SPANISH CHRISTIAN NAMES.
The extraordinary devotion of the Catholics, especially in this country, to the Virgin Mary, and the notion, supported by the clergy, that as many Saints as have their names given to a child at baptism, are, in some degree, engaged to take it under their protection, occasion a national peculiarity not unworthy of remark. In the first place few have less than half a dozen names entered in the parish register, a list of which is given to the priest that he may read them out in the act of christening the child. It would be difficult indeed, under these circumstances, for most people to know exactly their own names, especially if, like myself, they have been favoured with eleven. The custom of the country, however, allows every individual to forget all but the first in the list. In our devotion to the Virgin, we have hitherto avoided the strange solecism of the French Monsieur Marie, though almost every Spaniard has Maria for a second name.

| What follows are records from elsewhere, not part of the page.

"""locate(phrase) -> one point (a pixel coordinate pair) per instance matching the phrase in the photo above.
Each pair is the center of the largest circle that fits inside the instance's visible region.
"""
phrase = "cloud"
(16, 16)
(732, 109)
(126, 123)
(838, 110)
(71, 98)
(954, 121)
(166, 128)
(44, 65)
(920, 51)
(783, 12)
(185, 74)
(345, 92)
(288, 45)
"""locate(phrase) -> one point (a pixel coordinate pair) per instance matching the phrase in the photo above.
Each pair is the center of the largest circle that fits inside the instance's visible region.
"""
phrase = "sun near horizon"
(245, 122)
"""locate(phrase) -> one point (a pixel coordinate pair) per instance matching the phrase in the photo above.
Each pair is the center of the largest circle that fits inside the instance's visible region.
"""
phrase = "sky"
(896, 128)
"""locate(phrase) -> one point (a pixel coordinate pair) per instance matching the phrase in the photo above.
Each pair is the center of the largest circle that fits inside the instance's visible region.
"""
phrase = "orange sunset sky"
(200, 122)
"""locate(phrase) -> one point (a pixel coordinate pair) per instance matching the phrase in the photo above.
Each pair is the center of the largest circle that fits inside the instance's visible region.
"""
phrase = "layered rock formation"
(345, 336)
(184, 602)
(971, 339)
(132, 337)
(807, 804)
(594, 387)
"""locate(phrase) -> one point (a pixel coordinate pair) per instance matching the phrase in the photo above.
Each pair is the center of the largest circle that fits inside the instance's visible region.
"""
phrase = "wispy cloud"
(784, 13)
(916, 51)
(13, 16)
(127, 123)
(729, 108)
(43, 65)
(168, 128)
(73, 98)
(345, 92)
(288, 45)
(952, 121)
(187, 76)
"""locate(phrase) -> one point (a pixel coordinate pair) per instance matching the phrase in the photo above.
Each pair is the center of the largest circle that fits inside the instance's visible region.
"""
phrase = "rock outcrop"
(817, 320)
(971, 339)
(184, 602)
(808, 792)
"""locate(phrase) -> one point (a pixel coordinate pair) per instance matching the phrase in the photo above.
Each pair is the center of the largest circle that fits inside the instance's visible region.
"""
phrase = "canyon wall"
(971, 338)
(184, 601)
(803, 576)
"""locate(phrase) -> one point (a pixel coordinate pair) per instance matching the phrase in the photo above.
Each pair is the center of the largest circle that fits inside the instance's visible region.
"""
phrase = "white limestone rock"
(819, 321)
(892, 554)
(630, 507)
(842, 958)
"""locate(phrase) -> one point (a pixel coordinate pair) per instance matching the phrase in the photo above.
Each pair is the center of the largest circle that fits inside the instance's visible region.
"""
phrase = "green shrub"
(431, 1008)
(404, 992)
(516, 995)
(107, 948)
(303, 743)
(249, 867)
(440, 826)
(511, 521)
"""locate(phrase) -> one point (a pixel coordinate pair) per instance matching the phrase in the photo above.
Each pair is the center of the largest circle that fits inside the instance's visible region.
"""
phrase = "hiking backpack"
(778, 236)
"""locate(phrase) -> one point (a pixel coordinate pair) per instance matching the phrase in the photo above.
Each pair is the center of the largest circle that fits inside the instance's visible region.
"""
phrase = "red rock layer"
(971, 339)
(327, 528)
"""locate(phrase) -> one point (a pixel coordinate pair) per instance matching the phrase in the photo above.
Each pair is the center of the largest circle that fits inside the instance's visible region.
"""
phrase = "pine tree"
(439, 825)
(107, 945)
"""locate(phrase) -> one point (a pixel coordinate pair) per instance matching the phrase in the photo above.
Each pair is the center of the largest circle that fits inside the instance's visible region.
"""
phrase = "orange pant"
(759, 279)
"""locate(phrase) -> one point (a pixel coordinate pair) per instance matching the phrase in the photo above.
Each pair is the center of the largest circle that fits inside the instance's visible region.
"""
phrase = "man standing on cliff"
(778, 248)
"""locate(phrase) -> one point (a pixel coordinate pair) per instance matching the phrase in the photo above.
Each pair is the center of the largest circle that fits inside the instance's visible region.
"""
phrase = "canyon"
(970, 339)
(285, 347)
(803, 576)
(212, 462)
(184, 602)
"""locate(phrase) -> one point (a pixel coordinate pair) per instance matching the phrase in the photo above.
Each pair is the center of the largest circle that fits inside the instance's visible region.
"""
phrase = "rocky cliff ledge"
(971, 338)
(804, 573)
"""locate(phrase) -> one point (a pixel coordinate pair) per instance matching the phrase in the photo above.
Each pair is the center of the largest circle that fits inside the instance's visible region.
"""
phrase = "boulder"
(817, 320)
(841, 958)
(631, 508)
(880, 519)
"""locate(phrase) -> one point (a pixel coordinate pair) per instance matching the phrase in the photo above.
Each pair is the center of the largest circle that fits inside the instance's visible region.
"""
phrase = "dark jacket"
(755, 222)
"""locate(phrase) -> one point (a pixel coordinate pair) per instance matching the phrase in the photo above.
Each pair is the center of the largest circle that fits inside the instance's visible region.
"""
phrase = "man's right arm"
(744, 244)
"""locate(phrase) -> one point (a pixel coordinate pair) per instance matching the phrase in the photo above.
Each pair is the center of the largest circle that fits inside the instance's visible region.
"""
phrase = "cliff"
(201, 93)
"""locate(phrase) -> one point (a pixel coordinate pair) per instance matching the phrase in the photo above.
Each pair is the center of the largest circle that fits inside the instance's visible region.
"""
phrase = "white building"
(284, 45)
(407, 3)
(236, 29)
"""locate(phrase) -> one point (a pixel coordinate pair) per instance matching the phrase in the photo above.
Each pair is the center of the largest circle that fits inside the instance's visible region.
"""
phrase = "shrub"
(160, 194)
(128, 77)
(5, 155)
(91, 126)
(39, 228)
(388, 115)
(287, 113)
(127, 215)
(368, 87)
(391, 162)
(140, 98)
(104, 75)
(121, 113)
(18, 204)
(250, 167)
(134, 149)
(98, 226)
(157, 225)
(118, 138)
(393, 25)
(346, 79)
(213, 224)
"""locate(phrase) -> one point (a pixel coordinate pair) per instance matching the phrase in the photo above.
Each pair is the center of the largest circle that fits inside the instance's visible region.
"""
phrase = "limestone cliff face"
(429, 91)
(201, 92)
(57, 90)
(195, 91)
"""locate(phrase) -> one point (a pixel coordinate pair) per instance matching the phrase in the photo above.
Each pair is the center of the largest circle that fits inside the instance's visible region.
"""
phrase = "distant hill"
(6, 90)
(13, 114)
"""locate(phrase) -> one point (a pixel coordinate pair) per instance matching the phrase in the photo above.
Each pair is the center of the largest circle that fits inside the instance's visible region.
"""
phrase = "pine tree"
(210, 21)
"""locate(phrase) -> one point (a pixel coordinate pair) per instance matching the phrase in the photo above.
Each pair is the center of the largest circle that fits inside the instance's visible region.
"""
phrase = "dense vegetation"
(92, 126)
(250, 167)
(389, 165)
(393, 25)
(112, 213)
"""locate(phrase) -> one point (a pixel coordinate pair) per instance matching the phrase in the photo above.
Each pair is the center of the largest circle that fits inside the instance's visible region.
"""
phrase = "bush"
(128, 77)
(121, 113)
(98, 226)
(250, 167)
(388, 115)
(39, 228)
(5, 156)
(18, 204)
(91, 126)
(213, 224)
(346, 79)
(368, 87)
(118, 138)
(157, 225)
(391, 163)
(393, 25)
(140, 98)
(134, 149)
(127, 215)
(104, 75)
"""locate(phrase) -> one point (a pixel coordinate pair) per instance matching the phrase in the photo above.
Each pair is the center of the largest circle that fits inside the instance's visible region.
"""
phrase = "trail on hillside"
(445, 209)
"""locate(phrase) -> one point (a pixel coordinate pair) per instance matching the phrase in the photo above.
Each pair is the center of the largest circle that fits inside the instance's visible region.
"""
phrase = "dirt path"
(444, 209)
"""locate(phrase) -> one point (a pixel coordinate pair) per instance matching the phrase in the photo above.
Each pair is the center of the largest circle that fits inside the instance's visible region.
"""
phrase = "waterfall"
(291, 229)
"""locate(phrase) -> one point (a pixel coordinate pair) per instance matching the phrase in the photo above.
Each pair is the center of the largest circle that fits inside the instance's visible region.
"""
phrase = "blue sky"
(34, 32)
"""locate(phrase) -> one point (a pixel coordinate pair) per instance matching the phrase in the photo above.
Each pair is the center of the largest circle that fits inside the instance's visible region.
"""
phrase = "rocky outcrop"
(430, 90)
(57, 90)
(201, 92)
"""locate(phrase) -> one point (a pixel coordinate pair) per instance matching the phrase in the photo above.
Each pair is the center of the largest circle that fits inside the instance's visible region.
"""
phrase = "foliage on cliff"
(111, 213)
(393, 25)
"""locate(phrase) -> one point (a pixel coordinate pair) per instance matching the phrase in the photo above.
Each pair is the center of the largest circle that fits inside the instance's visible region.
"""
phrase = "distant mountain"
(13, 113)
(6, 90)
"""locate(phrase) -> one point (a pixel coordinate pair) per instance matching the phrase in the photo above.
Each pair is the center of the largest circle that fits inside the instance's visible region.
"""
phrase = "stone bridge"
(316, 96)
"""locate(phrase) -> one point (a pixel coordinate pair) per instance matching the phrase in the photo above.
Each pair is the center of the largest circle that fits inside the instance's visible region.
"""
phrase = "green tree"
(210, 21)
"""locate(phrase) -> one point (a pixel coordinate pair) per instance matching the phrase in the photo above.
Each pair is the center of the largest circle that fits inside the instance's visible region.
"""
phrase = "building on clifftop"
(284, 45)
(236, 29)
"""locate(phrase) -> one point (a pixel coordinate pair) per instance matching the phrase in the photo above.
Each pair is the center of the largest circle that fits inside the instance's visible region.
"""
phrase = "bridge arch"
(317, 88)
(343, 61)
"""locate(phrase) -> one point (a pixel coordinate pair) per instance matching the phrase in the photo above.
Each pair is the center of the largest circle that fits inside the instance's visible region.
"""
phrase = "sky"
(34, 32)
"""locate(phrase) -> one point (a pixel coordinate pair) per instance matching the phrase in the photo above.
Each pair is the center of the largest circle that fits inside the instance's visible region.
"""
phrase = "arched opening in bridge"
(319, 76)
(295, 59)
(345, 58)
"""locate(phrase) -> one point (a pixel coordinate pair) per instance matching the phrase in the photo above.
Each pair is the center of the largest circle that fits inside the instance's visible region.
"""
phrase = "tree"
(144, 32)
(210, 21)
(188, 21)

The titles given to the innumerable images of the Virgin Mary, which supply the usual names of our females, might occasion the most ludicrous puns or misnomers, if habit had not diverted the mind from their real meaning. No names are more common than Encarnacion, Incarnation—Concepcion, Conception—Visitacion, Visitation—Maravillas, Marvels—Regla, Rule—Dolores, Pains—Agustias, Anguishes—Soledad, Solitude—Natividad, Nativity, &c. Other titles of the Virgin afford, however, more agreeable associations. Such are Estrella, Star—Aurora—Amparo, Protection—Esperanza, Hope—Salud, Health—Pastora, Shepherdess—Rocio, Dew, &c. But words, as it is said of the chameleon, take the colour of the objects to which they are attached; and I have known Pains and Solitudes among our Andalusians, who, had they been more numerous, might have produced a revolution in the significations of the language.